Kim Kardashian lució su cabello natural, sin extensiones, durante su viaje a París (+ Fotos)

E! News, the kardashians, | Hace 3 años

 
Kim Kardashian, Kanye West

Marc Piasecki/GC Images



La celebridad estuvo pocas horas en la ciudad luz, sin embargo brilló con sus atuendos...




Kim Kardashian

Marc Piasecki/GC Images



Rara vez vemos a Kim Kardashian sin su largo cabello oscuro cayendo sobre su espalda, pero este lunes la estrella de E! decidió dejar atrás las extensiones y revelar su cabello natural, que caía a la altura de sus hombros, durante un viaje a París con su prometido, Kanye West.

La estrella de 33 años impactó a todos con un hermoso vestido ajustado negro decorado con un diseño de perlas. El traje de alta costura no se veía como el más cómodo atuendo para ir de compras y Kim parecía luchar un poco para mantener el paso de Kanye mientras caminaban por las calles de la capital francesa visitando tiendas como Givenchy, Balmain y Lanvin.

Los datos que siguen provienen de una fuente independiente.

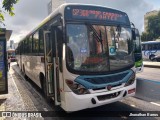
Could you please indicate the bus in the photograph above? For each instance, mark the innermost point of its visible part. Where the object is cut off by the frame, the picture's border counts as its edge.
(11, 54)
(81, 56)
(151, 50)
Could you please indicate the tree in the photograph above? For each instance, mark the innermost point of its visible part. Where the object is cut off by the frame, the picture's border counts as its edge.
(8, 6)
(153, 30)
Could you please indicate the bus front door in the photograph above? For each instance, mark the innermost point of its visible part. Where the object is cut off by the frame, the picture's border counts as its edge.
(51, 67)
(137, 51)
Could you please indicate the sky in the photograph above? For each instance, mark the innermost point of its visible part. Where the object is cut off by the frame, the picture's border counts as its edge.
(29, 13)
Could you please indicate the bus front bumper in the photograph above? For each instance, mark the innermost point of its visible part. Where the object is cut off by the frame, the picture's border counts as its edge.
(74, 102)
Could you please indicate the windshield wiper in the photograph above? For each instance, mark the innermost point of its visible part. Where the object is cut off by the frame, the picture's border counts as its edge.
(95, 32)
(99, 37)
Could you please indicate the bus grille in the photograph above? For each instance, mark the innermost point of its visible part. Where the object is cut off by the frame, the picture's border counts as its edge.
(106, 79)
(108, 96)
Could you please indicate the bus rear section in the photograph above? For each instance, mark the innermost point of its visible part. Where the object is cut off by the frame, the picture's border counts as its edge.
(151, 51)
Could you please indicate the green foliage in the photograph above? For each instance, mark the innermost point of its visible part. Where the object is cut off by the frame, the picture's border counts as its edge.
(153, 30)
(146, 37)
(7, 6)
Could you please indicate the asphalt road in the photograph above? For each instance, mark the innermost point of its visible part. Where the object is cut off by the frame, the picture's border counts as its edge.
(137, 103)
(148, 85)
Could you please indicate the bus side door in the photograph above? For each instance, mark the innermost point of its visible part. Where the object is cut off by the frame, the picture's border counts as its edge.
(137, 50)
(53, 56)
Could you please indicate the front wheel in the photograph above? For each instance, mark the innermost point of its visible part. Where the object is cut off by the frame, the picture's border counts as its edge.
(151, 57)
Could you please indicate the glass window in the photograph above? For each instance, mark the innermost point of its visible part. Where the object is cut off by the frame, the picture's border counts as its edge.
(97, 48)
(35, 48)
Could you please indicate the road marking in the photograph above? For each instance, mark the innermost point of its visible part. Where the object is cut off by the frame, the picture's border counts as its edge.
(153, 81)
(155, 103)
(133, 105)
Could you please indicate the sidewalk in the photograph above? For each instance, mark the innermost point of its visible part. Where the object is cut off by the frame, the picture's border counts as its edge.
(14, 100)
(151, 64)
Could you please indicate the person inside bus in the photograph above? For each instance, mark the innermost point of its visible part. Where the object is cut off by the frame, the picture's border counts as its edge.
(9, 61)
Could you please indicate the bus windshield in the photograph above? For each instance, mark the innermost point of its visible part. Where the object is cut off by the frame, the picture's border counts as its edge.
(97, 48)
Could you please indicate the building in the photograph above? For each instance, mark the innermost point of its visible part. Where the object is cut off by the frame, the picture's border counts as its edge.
(53, 4)
(148, 14)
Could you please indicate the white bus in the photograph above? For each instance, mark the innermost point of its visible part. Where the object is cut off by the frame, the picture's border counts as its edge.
(81, 56)
(151, 50)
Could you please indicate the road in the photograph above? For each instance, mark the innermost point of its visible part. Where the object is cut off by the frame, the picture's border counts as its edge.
(138, 103)
(148, 85)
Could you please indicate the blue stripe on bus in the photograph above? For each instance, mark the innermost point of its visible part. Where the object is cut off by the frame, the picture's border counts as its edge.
(81, 80)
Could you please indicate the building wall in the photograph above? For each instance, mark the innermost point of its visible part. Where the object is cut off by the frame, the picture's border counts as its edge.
(53, 4)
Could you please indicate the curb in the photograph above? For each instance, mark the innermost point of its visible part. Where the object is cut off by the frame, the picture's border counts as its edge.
(152, 66)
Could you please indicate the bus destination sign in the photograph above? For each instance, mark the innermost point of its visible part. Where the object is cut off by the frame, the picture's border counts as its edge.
(96, 13)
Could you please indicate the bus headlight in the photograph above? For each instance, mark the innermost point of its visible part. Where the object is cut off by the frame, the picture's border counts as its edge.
(131, 80)
(77, 88)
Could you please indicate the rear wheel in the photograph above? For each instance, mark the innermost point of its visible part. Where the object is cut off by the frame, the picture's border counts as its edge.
(151, 57)
(44, 87)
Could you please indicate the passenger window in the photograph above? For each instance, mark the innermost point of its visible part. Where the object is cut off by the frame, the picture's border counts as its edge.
(41, 42)
(35, 43)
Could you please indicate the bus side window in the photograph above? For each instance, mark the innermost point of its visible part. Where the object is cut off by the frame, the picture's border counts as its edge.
(59, 44)
(143, 47)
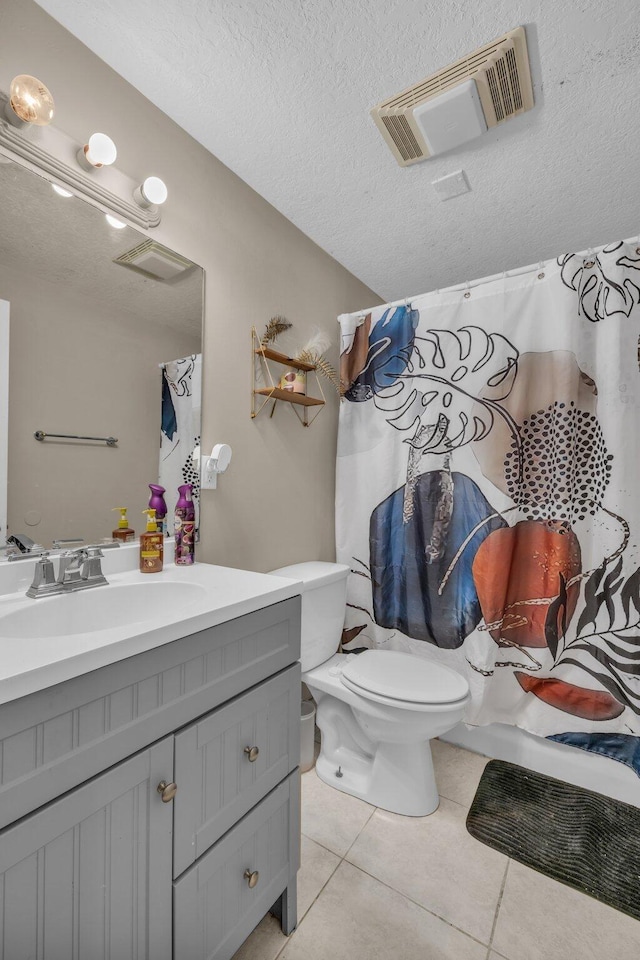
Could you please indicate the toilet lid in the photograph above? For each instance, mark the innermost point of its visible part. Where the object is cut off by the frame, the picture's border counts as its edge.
(404, 676)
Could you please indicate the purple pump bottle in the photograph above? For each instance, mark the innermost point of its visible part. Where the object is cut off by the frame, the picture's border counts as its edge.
(185, 516)
(157, 503)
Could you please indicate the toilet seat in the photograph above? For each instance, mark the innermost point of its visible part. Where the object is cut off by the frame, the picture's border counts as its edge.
(396, 678)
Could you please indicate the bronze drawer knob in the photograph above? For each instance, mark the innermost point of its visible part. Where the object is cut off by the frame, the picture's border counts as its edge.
(167, 791)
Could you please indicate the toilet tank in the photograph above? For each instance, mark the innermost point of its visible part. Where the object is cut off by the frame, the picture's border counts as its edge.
(324, 597)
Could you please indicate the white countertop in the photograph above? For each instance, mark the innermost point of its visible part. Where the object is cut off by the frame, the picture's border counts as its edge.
(28, 664)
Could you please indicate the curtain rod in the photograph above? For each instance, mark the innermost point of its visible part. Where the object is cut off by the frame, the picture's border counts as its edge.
(505, 275)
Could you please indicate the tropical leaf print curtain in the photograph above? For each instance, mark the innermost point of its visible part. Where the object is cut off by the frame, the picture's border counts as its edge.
(180, 430)
(488, 493)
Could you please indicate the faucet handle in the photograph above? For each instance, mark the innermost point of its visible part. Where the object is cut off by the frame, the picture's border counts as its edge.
(44, 578)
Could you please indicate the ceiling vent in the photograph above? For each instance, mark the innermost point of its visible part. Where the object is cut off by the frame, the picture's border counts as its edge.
(154, 260)
(503, 80)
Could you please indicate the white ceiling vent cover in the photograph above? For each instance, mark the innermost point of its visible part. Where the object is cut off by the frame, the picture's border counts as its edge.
(156, 261)
(503, 80)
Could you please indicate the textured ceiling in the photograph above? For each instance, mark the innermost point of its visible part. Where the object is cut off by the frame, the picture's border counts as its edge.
(280, 91)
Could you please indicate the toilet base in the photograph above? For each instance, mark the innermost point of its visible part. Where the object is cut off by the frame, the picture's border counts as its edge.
(398, 778)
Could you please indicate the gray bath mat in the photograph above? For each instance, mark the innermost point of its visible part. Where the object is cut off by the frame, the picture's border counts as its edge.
(578, 837)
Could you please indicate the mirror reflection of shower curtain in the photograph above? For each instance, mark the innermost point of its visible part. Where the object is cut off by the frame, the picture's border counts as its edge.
(180, 430)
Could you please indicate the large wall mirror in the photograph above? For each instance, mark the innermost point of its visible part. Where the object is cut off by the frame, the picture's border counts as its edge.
(92, 328)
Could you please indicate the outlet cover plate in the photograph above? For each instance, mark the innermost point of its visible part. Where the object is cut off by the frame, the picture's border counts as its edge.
(453, 185)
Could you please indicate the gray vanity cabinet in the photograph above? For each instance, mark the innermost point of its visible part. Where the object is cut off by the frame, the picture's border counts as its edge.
(88, 876)
(93, 864)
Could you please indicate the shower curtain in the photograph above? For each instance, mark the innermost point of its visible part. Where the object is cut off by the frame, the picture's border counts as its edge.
(488, 494)
(180, 430)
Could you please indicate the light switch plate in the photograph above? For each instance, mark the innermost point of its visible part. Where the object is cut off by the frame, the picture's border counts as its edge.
(453, 185)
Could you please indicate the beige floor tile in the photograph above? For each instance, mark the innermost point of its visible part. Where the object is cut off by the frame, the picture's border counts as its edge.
(540, 919)
(357, 918)
(265, 943)
(434, 861)
(457, 771)
(330, 817)
(317, 865)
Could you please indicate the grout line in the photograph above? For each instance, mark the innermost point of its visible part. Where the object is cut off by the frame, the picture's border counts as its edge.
(374, 810)
(498, 905)
(420, 905)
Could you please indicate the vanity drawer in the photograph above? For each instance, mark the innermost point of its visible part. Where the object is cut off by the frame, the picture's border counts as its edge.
(215, 909)
(227, 761)
(55, 739)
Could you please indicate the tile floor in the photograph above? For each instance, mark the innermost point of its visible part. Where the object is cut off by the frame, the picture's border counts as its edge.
(376, 886)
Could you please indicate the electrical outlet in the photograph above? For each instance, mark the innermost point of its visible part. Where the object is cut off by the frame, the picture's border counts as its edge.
(453, 185)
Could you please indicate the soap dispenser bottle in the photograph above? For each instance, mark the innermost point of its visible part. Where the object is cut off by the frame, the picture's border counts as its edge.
(151, 546)
(123, 531)
(184, 523)
(157, 503)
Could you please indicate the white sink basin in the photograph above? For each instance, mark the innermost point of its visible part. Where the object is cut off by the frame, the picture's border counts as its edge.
(49, 640)
(103, 608)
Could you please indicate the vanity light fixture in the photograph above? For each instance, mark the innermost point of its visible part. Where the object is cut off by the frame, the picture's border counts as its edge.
(113, 222)
(152, 192)
(100, 151)
(29, 102)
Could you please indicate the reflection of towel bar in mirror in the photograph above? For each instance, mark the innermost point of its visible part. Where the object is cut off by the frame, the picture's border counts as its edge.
(41, 435)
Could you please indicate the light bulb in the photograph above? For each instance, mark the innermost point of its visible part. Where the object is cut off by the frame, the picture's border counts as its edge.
(113, 222)
(29, 102)
(100, 151)
(151, 191)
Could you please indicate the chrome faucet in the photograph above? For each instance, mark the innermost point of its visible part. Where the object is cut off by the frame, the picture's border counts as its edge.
(78, 570)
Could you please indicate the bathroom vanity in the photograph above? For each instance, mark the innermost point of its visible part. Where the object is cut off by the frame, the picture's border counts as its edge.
(149, 788)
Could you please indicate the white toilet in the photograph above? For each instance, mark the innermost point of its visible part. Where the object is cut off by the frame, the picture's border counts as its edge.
(377, 710)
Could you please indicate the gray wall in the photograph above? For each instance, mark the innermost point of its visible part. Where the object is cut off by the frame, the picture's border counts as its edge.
(275, 504)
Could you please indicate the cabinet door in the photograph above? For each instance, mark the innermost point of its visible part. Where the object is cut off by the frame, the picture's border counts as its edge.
(229, 760)
(89, 876)
(221, 898)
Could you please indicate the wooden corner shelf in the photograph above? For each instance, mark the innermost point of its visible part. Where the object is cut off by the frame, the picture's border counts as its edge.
(262, 356)
(275, 393)
(270, 354)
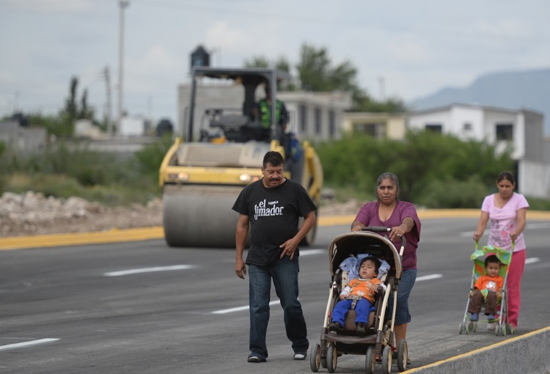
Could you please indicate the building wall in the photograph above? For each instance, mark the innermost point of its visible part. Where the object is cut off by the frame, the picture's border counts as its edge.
(379, 125)
(528, 144)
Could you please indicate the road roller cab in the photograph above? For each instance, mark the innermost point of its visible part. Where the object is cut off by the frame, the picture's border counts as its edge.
(202, 176)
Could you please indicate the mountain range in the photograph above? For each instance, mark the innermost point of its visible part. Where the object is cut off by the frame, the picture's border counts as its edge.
(529, 89)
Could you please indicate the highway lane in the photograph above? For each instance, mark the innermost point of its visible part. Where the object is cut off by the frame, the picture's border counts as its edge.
(141, 307)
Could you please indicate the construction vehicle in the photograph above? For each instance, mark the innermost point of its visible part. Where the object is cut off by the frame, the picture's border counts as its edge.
(202, 176)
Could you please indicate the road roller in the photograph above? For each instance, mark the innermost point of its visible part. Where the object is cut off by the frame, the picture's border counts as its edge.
(202, 176)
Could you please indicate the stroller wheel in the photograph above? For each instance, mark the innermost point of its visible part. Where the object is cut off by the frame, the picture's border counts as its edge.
(387, 360)
(315, 357)
(332, 358)
(370, 360)
(402, 355)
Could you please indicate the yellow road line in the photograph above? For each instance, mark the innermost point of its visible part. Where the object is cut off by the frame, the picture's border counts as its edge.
(479, 350)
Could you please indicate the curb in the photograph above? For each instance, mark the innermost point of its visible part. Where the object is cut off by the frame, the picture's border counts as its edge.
(527, 354)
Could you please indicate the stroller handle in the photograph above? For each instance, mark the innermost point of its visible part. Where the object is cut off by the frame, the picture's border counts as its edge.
(383, 229)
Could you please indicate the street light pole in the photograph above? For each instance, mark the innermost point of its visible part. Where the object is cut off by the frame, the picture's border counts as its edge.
(122, 4)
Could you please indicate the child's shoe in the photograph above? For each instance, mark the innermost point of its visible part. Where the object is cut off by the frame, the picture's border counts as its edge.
(361, 329)
(336, 327)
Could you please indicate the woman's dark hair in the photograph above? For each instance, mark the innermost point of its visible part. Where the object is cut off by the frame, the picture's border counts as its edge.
(384, 176)
(506, 175)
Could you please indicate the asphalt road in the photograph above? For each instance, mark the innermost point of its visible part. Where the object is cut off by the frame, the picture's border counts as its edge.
(141, 307)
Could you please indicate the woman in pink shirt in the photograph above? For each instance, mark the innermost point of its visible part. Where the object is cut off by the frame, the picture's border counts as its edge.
(507, 211)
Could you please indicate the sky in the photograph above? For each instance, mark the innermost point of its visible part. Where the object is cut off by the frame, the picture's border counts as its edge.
(401, 49)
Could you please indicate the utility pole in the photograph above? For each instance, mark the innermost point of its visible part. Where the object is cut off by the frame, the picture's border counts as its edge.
(122, 4)
(108, 111)
(382, 88)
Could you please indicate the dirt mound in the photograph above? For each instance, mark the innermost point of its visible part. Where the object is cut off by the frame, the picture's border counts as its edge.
(32, 213)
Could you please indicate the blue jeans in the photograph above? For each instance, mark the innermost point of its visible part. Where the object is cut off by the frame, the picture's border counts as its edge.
(284, 273)
(402, 315)
(362, 310)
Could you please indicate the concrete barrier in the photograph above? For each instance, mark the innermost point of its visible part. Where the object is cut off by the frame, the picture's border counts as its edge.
(525, 354)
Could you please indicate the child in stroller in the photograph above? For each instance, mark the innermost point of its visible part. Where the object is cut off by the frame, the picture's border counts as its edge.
(377, 344)
(358, 295)
(497, 317)
(488, 288)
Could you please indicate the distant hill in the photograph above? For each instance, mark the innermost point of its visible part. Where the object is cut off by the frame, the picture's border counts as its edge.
(528, 89)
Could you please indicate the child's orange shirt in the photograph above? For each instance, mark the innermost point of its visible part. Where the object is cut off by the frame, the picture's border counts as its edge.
(360, 287)
(489, 283)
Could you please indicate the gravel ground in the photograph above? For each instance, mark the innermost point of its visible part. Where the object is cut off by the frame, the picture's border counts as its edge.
(32, 213)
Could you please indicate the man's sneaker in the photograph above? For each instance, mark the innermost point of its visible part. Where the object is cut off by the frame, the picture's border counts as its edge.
(336, 327)
(255, 358)
(361, 329)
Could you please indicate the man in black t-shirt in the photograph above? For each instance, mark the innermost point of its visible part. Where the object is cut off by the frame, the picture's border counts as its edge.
(271, 208)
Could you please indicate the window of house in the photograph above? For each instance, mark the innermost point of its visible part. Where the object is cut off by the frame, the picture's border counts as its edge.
(331, 124)
(317, 121)
(505, 131)
(303, 119)
(436, 128)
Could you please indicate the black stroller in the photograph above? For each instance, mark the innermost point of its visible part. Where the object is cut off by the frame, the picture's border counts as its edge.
(378, 342)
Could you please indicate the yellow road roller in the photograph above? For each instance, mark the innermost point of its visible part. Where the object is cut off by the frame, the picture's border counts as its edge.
(202, 176)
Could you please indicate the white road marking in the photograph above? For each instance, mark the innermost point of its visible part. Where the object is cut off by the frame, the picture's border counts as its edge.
(148, 270)
(308, 252)
(428, 277)
(240, 308)
(26, 344)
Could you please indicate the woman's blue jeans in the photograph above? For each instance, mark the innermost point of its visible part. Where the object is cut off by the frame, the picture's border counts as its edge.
(284, 273)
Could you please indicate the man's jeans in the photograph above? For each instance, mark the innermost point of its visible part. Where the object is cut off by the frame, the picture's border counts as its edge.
(284, 273)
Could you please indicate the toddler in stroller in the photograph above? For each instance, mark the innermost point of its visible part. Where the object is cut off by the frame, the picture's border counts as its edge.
(488, 288)
(358, 295)
(375, 340)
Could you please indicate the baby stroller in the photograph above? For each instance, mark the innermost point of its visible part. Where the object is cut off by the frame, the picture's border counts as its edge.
(478, 257)
(377, 344)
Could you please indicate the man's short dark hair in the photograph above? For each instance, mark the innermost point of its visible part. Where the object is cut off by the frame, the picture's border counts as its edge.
(492, 260)
(274, 158)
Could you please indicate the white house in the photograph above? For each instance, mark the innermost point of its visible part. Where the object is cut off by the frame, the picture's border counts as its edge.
(521, 129)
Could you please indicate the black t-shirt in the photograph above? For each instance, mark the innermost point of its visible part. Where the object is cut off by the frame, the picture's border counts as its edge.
(273, 215)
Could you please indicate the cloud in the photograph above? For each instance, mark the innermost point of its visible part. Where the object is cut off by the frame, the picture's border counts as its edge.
(50, 6)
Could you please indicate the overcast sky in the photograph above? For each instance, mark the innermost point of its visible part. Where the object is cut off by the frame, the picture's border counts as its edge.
(405, 49)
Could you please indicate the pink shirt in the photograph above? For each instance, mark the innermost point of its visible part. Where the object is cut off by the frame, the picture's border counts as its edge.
(504, 221)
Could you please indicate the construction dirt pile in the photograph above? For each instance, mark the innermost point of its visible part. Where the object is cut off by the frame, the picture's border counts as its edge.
(32, 213)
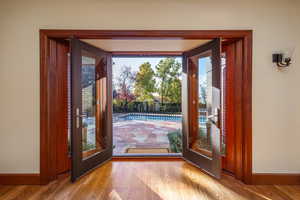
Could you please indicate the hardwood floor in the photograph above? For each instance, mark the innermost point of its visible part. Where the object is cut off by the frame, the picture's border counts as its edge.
(149, 180)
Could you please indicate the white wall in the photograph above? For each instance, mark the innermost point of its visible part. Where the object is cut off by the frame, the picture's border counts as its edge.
(276, 96)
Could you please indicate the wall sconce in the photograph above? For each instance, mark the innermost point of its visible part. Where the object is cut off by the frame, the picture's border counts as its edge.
(280, 61)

FOTOS > Este puede ser el elegante palacio donde Kim Kardashian y Kanye West celebrarán su boda.

Kim lució un vestido de novia de Lanvin en la portada de Vogue, y parece que el diseñador está entre sus favoritos para el gran día.

La pareja aterrizó en París poco antes de su paseo de compras y se cree que cambió el vestido de terciopelo que tenía a su llegada a la ciudad luz, estando en el vehículo rumbo a las tiendas.

Cuando aterrizó en París tenía el cabello recogido hacia atrás en un pequeño moño, el cual soltó estando en el auto para revelar su melena natural.

FOTO > North West sonríe con sus primeros dientes.

Parece que fue un viaje relámpago para la mamá de la pequeña North, quien se quedó en casa.

Kim fue vista volando de regreso a Estados Unidos (Miami esta vez) el lunes en la noche, luciendo el vestido de terciopelo negro con el que había comenzado el día.

Parece que durante su viaje a París, la mediana de las Kardashians y el rapero visitaron un castillo francés, donde quizás celebren su boda el próximo 24 de mayo.

El Palacio Luis XIV queda a las afueras de París y tiene apenas seis años de construido. La edificación emula un castillo del siglo XVII, pero tiene todas las amenidades modernas aptas para una princesa del siglo XXI.